Into whose pocket did the missing 28%, or $5.607 Million, go? “I really, really appreciate your business and your trust, Ms. Client. Thank you very, very much!”
(In reality, it’s typically considerably worse than that for the client. It’s common for advisors to place clients’ money in funds charging another 1% or more on top of the 1% AUM fee, rendering the deal this: clients puts up 100% of the money, takes 100% of the risk, and receives 50% of the profits.)
The cherry on top of this advisory deceit is that, in a case like the one above, the advisor would no doubt claim that the 1% AUM fee is a fee for advice, and that because he is not charging her commissions, he is therefore, somehow, acting in her best interest.
But, of course, that is doublespeak.
And that’s why it’s a scandal.
Starting Over From The Beginning
What’s the job of an adviser, really?
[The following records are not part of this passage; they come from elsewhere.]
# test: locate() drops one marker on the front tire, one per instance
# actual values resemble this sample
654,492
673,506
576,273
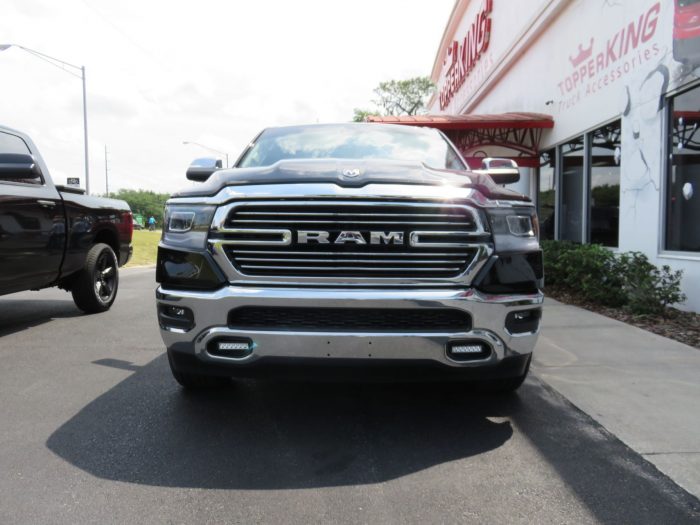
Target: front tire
95,287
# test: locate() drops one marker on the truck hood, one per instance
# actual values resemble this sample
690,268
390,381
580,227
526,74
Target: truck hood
350,174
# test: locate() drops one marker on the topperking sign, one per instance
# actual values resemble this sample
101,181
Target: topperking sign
463,55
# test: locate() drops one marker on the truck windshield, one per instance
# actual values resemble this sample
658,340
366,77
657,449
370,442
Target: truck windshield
352,141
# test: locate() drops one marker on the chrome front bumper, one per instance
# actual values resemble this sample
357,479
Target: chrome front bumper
211,312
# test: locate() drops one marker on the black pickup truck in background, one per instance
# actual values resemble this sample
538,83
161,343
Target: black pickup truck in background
52,235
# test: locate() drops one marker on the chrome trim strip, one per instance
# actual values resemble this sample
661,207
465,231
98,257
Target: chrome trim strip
235,276
222,213
415,241
349,268
370,261
365,254
286,235
488,319
388,192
It’s to exercise stewardship over the client’s holdings. It’s to offer prudent advice that is in the client’s best interest. It is not to extract exorbitant amounts from the client’s accounts. The client’s best interest must always come first.
And it is imperative that what the financial advisor charges be clear, simple, easy to understand, and fair.
An AUM fee, based as it is on an arbitrary factor, requiring a calculation that changes day-by-day to determine it, and increasing or decreasing based upon dumb luck, is none of those things.
If Not An AUM Fee, Then What?
What would be better? A flat, fixed annual fee would, one that is a function of the time, energy, and skill required of the adviser, plus a reasonable profit margin, just as fees are priced in all other service businesses.
Such a flat, fixed fee would be so much more sensible. It would be so much simpler and clearer, requiring no calculations to determine it. And, if priced reasonably, it would eliminate the conflict of interest of grossly excessive AUM fees.
Above all, it would give clients what all clients deserve: a fair shake.
For example, in the above case of the $3 Million growing over time, were the client to pay a fee more fair and more in line with the advisor’s work actual work done-let's call it $5,000 per year and not growing-her final tally after 30 years would be $22.364 Million. That would be $5.134 Million more than the 1% AUM fee left for her.
That would also be 98% of the reward, rather than 72%. And the advisor would still be very handsomely paid, just not exceedingly so (actually, 92% less than an AUM fee would have paid). And the client would have gotten every ounce of service she deserved.
Which would be more in her best interest?
The moral and ethical imperative on all financial advisors is to first and always serve the client’s best interest, not their own.
There is plenty of money for advisors to make in doing right by their clients.